Ripple/vibration test with StealthChop on.

Ripple/vibration test with StealthChop on. Happy to see it eliminates a LOT of vibration coming from abrupt stepper direction changes (like the inset letters and dimples on the sample in the photos). You’d normally see multiple “shadows” of the letter with normal microstepping due to stepper acting like a spring in a spring+mass system.

You can see the corners aren’t 100% perfect though, due to excess extrusion / blobbing i’ve mentioned before.

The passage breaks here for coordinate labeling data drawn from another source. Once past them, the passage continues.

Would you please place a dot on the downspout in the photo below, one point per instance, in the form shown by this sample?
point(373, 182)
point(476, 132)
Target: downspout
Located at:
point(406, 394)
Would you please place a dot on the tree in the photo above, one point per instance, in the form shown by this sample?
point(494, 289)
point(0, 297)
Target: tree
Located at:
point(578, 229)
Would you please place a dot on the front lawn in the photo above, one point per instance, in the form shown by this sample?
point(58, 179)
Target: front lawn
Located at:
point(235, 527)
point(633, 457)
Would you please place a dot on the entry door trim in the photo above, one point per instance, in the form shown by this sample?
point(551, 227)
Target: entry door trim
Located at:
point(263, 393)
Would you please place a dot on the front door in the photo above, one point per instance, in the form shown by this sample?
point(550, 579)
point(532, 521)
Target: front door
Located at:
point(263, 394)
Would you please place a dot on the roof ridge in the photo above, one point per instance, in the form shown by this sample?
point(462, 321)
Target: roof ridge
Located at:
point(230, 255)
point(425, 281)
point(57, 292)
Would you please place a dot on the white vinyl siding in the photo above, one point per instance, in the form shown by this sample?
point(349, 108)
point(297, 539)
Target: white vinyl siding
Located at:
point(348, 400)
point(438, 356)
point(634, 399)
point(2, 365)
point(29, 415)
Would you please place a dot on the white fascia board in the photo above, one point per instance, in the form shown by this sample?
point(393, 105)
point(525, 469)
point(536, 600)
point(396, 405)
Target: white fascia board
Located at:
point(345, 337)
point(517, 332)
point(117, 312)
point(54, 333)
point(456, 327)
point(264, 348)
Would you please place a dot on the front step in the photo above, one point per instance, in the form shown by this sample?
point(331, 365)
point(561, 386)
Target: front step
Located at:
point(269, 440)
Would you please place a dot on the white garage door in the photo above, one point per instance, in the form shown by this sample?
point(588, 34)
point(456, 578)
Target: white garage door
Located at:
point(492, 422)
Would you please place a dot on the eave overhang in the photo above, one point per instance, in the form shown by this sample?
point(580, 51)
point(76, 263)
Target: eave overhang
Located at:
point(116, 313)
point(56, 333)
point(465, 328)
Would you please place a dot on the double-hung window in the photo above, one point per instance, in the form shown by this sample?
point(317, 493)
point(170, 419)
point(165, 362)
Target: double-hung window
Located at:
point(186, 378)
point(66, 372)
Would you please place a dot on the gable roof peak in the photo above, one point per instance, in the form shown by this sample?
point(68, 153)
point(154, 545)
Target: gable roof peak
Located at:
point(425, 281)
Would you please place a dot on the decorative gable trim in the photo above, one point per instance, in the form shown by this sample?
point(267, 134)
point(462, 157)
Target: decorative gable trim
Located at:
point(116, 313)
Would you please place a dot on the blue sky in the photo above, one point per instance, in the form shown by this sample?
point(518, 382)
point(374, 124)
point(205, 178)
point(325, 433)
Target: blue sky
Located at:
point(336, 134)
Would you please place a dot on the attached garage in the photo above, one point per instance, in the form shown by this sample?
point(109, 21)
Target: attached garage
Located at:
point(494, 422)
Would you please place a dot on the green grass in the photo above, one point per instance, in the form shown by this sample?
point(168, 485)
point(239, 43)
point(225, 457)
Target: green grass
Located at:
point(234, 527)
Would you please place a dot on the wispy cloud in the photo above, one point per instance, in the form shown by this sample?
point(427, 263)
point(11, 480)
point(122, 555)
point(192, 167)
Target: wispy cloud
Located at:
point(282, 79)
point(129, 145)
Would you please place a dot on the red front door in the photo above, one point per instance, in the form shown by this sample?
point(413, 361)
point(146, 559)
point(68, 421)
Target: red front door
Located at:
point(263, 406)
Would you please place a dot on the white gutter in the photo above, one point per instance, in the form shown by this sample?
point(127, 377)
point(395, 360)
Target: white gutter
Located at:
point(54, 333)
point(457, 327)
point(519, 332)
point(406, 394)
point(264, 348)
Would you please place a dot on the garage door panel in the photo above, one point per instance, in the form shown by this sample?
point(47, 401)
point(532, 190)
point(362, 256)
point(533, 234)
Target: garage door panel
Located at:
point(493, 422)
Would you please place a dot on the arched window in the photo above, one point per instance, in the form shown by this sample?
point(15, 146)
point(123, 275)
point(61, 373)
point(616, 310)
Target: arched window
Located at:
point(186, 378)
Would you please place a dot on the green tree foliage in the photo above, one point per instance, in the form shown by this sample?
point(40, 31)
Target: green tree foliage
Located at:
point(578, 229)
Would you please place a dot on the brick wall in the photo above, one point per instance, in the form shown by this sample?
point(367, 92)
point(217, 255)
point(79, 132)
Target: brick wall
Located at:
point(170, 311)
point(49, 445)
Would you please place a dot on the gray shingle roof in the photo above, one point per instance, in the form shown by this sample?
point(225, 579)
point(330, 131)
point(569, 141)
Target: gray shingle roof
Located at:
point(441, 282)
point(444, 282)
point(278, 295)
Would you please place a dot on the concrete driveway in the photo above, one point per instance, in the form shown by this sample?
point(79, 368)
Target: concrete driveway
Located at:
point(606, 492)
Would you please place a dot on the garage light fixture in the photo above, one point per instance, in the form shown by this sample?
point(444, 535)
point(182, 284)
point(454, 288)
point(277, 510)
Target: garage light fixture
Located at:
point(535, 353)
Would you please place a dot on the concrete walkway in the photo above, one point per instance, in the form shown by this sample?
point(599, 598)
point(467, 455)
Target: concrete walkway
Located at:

Download the pics to inspect them at 100% zoom. The layers are very very neat and orderly, but they look a little weird in the downsized images and thumbs due to moire.

I get the funky corners as well.

https://drive.google.com/file/d/0B4vlYd5QDwgBZUlJWmdnOGZvNzQ/view?usp=sharing

Cool, so i’m not crazy :slight_smile:

Me too, that is why I created the issue on this a month or two ago.

While you’re right in that having the Advance algorithm built in would be very very nice, i still think that’s treating the symptom instead of the disease in this case.

Even without Advance, i think there should be less corner overextrusion than there currently is.

Maybe, but that is the whole point of advance algorithm. Without it, redeem will only extrude how much and when it is told. It won’t turn down the extrusion amount when it gets to a corner or before a corner since it is only interpreting the gcode extrude command (again, that is the whole reason Advance or any sort of code like it, as far as I know).

I’ve noticed that I get a better finish and less blob around corners when I turn print speed down, too, but I can’t seem to run the develop branch of redeem. I printed the test cube at my regular speed (60mm/s outer perimeter, 100mm/s infill) and at a very slow speed (25mm/s outer, 40mm/s infill) and the results are clear. Also, stuttering issue goes away when printing slower, so it’s a confirmation of print buffer/path planner performance issue.